A collection of highly nickel and cobalt-resistant enterobacteria were isolated from the Punta Gorda serpentine deposit (Moa, Cuba). The most nickel and cobalt resistant strain (termed C- 1) was assigned to Serratia marcescens by 16S rRNA analysis and DNA/DNA hybridization and the molecular mechanisms underlying its inducible cobalt and nickel resistance was investigated.
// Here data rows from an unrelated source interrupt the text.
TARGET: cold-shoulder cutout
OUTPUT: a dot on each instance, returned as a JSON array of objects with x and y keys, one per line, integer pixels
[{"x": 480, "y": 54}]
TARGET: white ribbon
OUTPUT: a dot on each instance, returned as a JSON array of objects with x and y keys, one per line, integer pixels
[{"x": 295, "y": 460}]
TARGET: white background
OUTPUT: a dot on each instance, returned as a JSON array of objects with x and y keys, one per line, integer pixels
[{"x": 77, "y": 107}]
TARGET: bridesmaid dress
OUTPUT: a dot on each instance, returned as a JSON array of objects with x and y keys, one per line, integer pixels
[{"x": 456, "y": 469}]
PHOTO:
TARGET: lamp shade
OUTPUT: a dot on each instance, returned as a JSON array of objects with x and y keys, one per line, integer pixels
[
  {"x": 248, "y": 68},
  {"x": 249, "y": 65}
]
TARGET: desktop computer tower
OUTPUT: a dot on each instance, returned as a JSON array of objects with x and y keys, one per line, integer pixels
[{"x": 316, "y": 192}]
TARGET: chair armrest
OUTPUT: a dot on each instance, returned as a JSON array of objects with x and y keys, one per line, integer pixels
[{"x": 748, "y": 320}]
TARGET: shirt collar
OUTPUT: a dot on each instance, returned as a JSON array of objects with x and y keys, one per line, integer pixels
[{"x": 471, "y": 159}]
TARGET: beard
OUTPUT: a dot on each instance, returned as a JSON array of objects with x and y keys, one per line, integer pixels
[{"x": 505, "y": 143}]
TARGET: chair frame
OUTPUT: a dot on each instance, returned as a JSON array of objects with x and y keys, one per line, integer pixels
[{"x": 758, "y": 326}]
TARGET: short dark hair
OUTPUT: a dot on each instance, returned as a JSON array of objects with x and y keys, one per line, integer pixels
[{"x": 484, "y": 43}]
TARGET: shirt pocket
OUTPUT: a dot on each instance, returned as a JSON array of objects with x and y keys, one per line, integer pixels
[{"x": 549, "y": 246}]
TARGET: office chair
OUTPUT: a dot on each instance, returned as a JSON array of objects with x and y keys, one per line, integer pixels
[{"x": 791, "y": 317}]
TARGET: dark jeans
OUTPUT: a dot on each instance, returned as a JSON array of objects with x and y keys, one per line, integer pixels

Genes involved in metal resistance were identified by transposon mutagenesis followed by selection for Co- and Ni-sensitive derivatives. The transposon insertion causing the highest decrease in metal resistance was located in the ncrABC determinant. The three ORFs (ncrA, ncrB and ncrC) were cloned in E. coli. The predicted NcrA product was an NreB ortholog of the major facilitator protein superfamily and was central for Co/Ni resistance in S. marcescens strain C-1. NcrA also mediated metal resistance in E. coli and caused decreased accumulation of Co and Ni in this heterologous host. NcrB may be a regulatory protein. NcrC was a protein of the Ni–Co transport (NiCoT) protein family and necessary for full metal resistance in E. coli, but only when NcrA was also present. Without NcrA, NcrC caused a slight decrease in metal resistance and mediated increased accumulation of Ni and Co. As the cytoplasmic metal concentration can be assumed to be the result of a flow equilibrium of uptake and efflux processes, this interplay between metal uptake system NcrC and metal efflux system NcrA may contribute to nickel and cobalt resistance in this bacterium.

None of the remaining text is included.